映画自体はゾンビ映画であり、メタ映画であり、
お仕事ものであり、家族愛であり、クリエイティブを描いた映画だった。(そしてお祭り映画だ)
文句無く面白いし、感動するところは感動した。(家族愛とクリエイティブの点)
ただハードルは上がりまくっているのでそことのギャップは埋めがたかった。

面白いは面白いし、文句も付ける気もないし、これは文句を言う方が野暮だと思う。


以下、感じたことを。

出演している役者さんも舞台っぽいお芝居をするが内容もとっても舞台っぽかった。
原案が舞台劇だから当然なのだけれど、面白いし笑ったけれども映画的な愉悦があるかというとちょっと違う。
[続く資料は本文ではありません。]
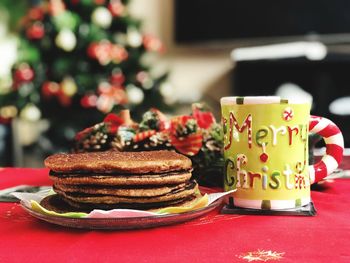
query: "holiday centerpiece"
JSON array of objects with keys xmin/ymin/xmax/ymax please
[{"xmin": 74, "ymin": 103, "xmax": 224, "ymax": 187}]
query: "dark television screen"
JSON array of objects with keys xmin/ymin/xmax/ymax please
[{"xmin": 175, "ymin": 0, "xmax": 350, "ymax": 43}]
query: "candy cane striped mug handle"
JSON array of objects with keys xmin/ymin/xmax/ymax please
[{"xmin": 309, "ymin": 115, "xmax": 344, "ymax": 183}]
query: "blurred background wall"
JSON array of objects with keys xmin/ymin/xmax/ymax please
[{"xmin": 129, "ymin": 0, "xmax": 232, "ymax": 109}]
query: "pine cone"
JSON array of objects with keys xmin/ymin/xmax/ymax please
[
  {"xmin": 149, "ymin": 132, "xmax": 171, "ymax": 148},
  {"xmin": 74, "ymin": 123, "xmax": 111, "ymax": 152},
  {"xmin": 113, "ymin": 132, "xmax": 171, "ymax": 151},
  {"xmin": 110, "ymin": 126, "xmax": 136, "ymax": 151},
  {"xmin": 110, "ymin": 136, "xmax": 129, "ymax": 151}
]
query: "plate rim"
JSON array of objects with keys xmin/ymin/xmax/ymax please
[{"xmin": 20, "ymin": 188, "xmax": 223, "ymax": 229}]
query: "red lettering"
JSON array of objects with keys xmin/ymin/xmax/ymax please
[
  {"xmin": 248, "ymin": 172, "xmax": 262, "ymax": 188},
  {"xmin": 224, "ymin": 112, "xmax": 252, "ymax": 150},
  {"xmin": 287, "ymin": 126, "xmax": 299, "ymax": 145}
]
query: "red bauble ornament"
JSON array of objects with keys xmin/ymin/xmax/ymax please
[
  {"xmin": 48, "ymin": 0, "xmax": 66, "ymax": 16},
  {"xmin": 108, "ymin": 0, "xmax": 124, "ymax": 17},
  {"xmin": 110, "ymin": 71, "xmax": 125, "ymax": 85},
  {"xmin": 259, "ymin": 153, "xmax": 269, "ymax": 162},
  {"xmin": 80, "ymin": 94, "xmax": 98, "ymax": 108},
  {"xmin": 259, "ymin": 143, "xmax": 269, "ymax": 163},
  {"xmin": 87, "ymin": 41, "xmax": 112, "ymax": 65},
  {"xmin": 87, "ymin": 42, "xmax": 98, "ymax": 58},
  {"xmin": 14, "ymin": 65, "xmax": 35, "ymax": 83},
  {"xmin": 96, "ymin": 82, "xmax": 128, "ymax": 113},
  {"xmin": 95, "ymin": 0, "xmax": 106, "ymax": 4},
  {"xmin": 110, "ymin": 44, "xmax": 128, "ymax": 62},
  {"xmin": 57, "ymin": 89, "xmax": 72, "ymax": 107},
  {"xmin": 26, "ymin": 22, "xmax": 45, "ymax": 40},
  {"xmin": 87, "ymin": 41, "xmax": 128, "ymax": 65},
  {"xmin": 28, "ymin": 7, "xmax": 44, "ymax": 21},
  {"xmin": 41, "ymin": 82, "xmax": 60, "ymax": 98},
  {"xmin": 143, "ymin": 35, "xmax": 165, "ymax": 53}
]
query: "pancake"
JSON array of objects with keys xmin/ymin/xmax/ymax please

前半のワンカットが出題編で、出題編で何故ああなったのかの解答編になっているからか、
前半のゾンビ映画シーンは正直テンポが悪く(作劇上の意図があるとは言え)、
思いの外にゾンビ映画なのでグロ描写も多く、満員の劇場から数組途中で退出していた。

ツイッターとかで指摘されてたけど、『ラジオの時間』は
生放送でのトラブルをアドリブで切り抜けていく(切り抜けられているとは思えないけれど)
お仕事モノであり、クリエイティブを描いた映画だったりする。
またある種『カメラを止めるな』の出題編と解答編を同時平行で展開している映画でもある。

加えて、デヴィッド・フィンチャーの『ゴーン・ガール』なんかは
『カメラを止めるな』同様、前半が出題編、後半が解答編という構造を持っている映画だ。

何が言いたいかと言えば、『カメラを止めるな』の構造は
そんなに目新しいものではないということで、
面白かったけれど、ハードルが高すぎたなぁというのが感想です。

ただ、SNSの口コミから話題になり、テレビでも取り上げられ(NHKのニュース番組まで!)たことで、
多くの劇場で平日も満員回が続出しており、映画の柔らかい雰囲気も相まって
昔の映画館にトリップしたような一体感を得られる心地よい体験が出来る。
大人も子供も一緒になって劇場で笑える映画なんて今時めったに無いことだと思う。

少しでも興味があれば、観客が多い今のうちに
劇場で鑑賞することをお勧めする。
一人で家でDVDで観たところで、この映画の祝祭性は大幅減になってしまうと思う。